The continued increase in the number of ground-based GPS stations coupled with recent advances in GPS-Meteorology software is now making it possible to obtain water vapor observations with spatial and temporal resolution sufficient for operational forecasting. This is particularly true in the U.S. southwest where there are extensive deployments of mesonets and other earth monitoring networks. The domain of interest in this paper is the Dallas Fort Worth (DFW) Metroplex region where the Texas Department of Transportation (TxDOT) operates some 44 high-quality, dual-frequency GPS CORS (continuously operating reference stations). While these are not specifically operated for GPS-met, the raw pseudo-range and carrier phase data they provide is of sufficient quality that we are able to process it (using ASOS met data, the GAMIT GPS processing software, and standard geospatial interpolation algorithms) to generate, with a 30-minute update rate, the Integrated Precipitable Water (IPW) field as it evolves over the DFW region.

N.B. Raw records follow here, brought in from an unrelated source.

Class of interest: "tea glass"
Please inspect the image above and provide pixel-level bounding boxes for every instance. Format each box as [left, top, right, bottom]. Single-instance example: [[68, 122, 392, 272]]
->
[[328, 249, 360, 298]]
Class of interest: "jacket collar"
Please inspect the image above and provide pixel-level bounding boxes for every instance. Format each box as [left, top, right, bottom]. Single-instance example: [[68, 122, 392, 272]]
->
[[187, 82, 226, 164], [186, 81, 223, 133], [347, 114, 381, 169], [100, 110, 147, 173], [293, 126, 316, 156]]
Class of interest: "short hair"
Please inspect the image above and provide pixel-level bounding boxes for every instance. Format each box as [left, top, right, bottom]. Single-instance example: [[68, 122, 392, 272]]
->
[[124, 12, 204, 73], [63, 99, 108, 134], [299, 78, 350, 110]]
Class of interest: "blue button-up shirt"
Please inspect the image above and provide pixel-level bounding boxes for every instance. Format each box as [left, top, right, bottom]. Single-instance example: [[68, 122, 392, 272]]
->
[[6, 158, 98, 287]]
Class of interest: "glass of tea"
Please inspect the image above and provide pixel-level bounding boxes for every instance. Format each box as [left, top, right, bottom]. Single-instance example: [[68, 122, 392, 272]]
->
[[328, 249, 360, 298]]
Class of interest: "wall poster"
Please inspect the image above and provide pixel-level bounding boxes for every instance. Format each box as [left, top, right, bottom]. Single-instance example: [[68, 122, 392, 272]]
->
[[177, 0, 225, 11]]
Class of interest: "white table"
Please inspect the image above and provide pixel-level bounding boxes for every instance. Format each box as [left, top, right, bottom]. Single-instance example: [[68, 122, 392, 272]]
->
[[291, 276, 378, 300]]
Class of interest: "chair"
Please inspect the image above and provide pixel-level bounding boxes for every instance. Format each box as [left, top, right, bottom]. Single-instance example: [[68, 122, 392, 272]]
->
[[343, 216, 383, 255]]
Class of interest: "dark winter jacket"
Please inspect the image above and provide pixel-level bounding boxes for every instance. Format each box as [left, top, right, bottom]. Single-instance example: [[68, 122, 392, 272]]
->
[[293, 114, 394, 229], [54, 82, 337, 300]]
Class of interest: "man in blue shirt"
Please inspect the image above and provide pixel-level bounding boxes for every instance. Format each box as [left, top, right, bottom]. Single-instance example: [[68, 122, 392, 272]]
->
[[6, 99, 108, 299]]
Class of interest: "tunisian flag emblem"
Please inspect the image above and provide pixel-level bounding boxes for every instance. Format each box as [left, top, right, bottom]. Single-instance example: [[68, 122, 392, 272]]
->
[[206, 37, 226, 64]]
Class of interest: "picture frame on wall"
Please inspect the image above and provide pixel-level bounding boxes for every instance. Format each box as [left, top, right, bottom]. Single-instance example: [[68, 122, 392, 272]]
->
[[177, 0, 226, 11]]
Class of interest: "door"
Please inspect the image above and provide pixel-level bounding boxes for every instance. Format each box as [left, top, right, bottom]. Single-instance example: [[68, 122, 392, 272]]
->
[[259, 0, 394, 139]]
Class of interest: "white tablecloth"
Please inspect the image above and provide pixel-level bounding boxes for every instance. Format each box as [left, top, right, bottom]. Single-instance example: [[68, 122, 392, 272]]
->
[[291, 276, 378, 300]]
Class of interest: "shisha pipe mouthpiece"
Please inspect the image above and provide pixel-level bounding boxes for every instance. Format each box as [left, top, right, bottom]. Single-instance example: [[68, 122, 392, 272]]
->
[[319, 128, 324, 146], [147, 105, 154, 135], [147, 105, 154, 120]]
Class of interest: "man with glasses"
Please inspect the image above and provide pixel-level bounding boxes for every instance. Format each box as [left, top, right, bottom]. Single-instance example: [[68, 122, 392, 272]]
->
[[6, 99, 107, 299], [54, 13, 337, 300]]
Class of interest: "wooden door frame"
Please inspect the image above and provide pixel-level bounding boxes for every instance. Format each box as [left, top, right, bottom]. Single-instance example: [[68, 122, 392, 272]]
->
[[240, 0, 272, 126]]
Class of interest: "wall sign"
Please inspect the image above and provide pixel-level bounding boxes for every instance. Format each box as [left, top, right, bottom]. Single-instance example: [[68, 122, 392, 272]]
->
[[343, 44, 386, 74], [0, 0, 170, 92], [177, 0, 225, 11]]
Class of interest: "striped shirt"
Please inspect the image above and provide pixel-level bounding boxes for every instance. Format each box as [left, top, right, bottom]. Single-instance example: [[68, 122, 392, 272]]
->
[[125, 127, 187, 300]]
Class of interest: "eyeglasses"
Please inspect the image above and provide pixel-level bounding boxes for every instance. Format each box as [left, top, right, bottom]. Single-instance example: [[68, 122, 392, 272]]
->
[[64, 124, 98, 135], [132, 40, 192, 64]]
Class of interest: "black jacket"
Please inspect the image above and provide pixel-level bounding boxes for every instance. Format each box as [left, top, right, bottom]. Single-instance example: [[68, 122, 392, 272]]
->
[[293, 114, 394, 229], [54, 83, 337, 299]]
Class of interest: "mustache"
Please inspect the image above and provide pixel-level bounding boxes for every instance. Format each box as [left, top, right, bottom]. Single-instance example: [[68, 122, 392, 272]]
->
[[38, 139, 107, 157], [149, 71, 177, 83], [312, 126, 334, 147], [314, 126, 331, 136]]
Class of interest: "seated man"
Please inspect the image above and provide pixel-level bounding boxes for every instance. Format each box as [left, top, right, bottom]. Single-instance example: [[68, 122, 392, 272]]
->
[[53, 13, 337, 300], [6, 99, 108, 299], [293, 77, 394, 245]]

A superposition of reflectivity data from the Fort Worth (FWS) NEXRAD radar over the IPW field shows clear correlation between weather radar reflectivity and IPW. In general, an advecting IPW field (which is a measure of the total amount of water vapor in the atmosphere which could possibly fall as precipitation) is shortly followed by an advecting reflectivity field (a proxy for precipitation rate). Motivated by these observable patterns, our goal is to develop a machine-learning algorithm to extract the temporal and spatial correlations between IPW fields and radar reflectivity fields to generate 1-2 hour nowcasts of the reflectivity (precipitation) field.
We propose to use an ensemble of machine learning classifiers stacked together. This will be a two stage process. The first classifier will train the current time step of IPW fields with current time step of reflectivity fields. Classifiers such as random forests and logistic regression will be used for this step. The second step will train the sequence of outputs generated to the reflectivity field shifted an hour in advance. The probabilistic prediction for precipitation will be evaluated with the area under the ROC (Receiver Operation Characteristics) curve. Optimal hyper parameter and classifier selection will be based on a K-Fold cross validation technique using the area under the curve metric.